Em síntese, a política de Chávez e do bloco da ALBA não foi organizar medidas efetivas no continente, chamar a mobilizar em toda América Latina, organizar o boicote econômico ao governo golpista e denunciar que a política imperialista fortaleça a Micheletti e ã direita continental, legitimando futuras tentativas de destituir governos quando vêem ameaçando seus interesses. Pelo contrário, sua política foi gerar expectativas em que o governo de Obama pode significar uma mudança favorável para a região no lugar de denunciar que, para além de mudanças formais, Obama defende os interesses do imperialismo noteramericano e que é necessário desenvolver a mobilização antiimperialista e em solidariedade com a luta do povo hondurenho em todos os países da América Latina, começando pela organização de um boicote efetivo aos golpistas na América Central.

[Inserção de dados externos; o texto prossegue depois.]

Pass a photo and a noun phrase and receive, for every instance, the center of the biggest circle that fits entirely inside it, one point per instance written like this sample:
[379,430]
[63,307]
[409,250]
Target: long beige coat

Mobilização independente para derrotar aos golpistas
A política de Zelaya tem sido a de confiar em uma saída negociada auspiciada pelo imperialismo norteamericano, o mesmo que mantém Honduras submetida a uma relação praticamente colonial e que tem usado seu território e suas relações com militares e empresários para levar adiante suas políticas contra-revolucioná rias, como o ataque ã revolução nicaragüense na década de 1980, e onde ainda hoje conserva a base militar de Soto Cano. Esta estratégia está condenada ao fracasso e só permite que a direita se engrandeça. A importante experiência que estão fazendo os trabalhadores e os setores populares hondurenhos que estão enfrentando o golpe deixa ás claras que a única perspectiva realista para derrotar o golpe é repudiar toda negociação com os golpistas e aprofundar a mobilização dos trabalhadores, dos camponeses, dos estudantes e dos explorados e oprimidos de Honduras, generalizar os piquetes e os fechamentos de estradas, organizar uma verdadeira greve geral indefinida e preparar a auto-defesa para resistir ã repressão das forças armadas. A Frente Nacional de Resistência contra o Golpe segue defendendo entre suas demandas a realização de uma Assembléia Constituinte. Só aprofundando o caminho da mobilização independente será possível impor uma Assembléia Constituinte revolucionária que coloque em discussão a organização do país, a ruptura de sua subordinação ao imperialismo e que permita desenvolver a luta por um governo operário e camponês baseado em organismos de autodeterminação de massas.